For you have possessed my reins: you have covered me in my mother's womb.
For you have possessed my reins: you have covered me in my mother's womb.
For thou didst form my inward parts: Thou didst cover me in my mother's womb.
My flesh was made by you, and my parts joined together in my mother's body.
For thou hast possessed my reins: thou hast covered me in my mother's womb.
For you formed my inmost being. You knit me together in my mother's womb.
For thou hast possessed my reins: thou hast covered me in my mother's womb.
Thou hast possessed my reins - As the Hebrews believed that the reins were the first part of the human fetus that is formed, it may here mean, thou hast laid the foundation of my being.
For thou hast possessed my reins - The word here rendered "possessed" means properly to "set upright," to "erect," and hence, the derivative of the verb is applied to a cane or reed, as being erect. Then the word means to found, to create, Genesis 14:19, Genesis 14:22 - as the heavens and the earth; and then, to get, to gain, to purchase, etc. Here the word seems to be used in its original sense, to make, create, etc. The idea is, not as in our translation, that God "possessed" or "owned" them but that he had "made" them, and that, "therefore," he knew all about them. The word "reins" means literally the "kidneys;" and then, it comes to denote the inward part, the mind, the soul, the seat of the desires, affections, and passions. Jeremiah 11:20. See Psalm 7:9, note; Job 19:27, note. The meaning here is, that God had made him; that the innermost recesses of his being had been constituted as they are by God; and that, "therefore," he must be able to see all that there is in the very depths of the soul, however it may be hidden from the eye of man.
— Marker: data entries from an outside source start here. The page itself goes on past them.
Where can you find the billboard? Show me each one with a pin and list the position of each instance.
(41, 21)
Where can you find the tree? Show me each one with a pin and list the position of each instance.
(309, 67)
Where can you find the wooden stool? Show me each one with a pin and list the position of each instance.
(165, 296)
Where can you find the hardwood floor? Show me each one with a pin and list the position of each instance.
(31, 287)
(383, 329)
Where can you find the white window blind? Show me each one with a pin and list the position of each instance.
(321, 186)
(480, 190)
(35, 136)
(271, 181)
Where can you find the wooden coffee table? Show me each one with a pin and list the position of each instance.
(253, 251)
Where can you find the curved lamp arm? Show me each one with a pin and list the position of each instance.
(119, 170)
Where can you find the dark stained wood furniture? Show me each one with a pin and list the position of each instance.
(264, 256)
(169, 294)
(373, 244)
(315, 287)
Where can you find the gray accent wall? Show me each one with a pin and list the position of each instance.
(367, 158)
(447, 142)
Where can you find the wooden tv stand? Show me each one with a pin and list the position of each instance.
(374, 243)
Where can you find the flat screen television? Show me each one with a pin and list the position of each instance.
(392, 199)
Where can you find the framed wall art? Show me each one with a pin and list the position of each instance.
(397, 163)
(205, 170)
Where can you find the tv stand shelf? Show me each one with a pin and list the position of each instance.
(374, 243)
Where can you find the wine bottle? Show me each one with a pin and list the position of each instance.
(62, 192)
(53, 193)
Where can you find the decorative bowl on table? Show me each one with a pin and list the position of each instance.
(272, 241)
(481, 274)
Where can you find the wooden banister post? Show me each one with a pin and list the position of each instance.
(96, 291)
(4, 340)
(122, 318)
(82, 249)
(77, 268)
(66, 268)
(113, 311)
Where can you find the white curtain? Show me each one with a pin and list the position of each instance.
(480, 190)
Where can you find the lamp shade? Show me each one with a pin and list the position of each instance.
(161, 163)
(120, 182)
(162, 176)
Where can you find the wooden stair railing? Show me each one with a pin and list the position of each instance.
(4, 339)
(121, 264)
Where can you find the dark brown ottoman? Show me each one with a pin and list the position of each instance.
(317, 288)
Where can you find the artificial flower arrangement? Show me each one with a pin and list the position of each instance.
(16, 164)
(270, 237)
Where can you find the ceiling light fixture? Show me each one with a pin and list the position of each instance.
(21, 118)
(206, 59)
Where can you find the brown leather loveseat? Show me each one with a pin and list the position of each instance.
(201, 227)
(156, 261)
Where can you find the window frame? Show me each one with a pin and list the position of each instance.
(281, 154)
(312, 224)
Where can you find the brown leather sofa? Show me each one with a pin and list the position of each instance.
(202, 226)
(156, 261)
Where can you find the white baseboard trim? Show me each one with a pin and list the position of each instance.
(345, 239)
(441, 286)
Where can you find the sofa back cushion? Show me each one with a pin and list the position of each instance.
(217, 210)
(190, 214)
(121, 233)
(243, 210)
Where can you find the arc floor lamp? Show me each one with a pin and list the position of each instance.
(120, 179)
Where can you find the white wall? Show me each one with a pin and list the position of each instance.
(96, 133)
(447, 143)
Thou hast covered me in my mother's womb - The word here rendered "cover" means properly to interweave; to weave; to knit together, and the literal translation would be, "Thou hast "woven" me in my mother's womb, meaning that God had put his parts together, as one who weaves cloth, or who makes a basket. So it is rendered by DeWette and by Gesenius (Lexicon). The original word has, however, also the idea of protecting, as in a booth or hut, woven or knit together - to wit, of boughs and branches. The former signification best suits the connection; and then the sense would be, that as God had made him - as he had formed his members, and united them in a bodily frame and form before he was born - he must be able to understand all his thoughts and feelings. As he was not concealed from God before he saw the light, so he could not be anywhere.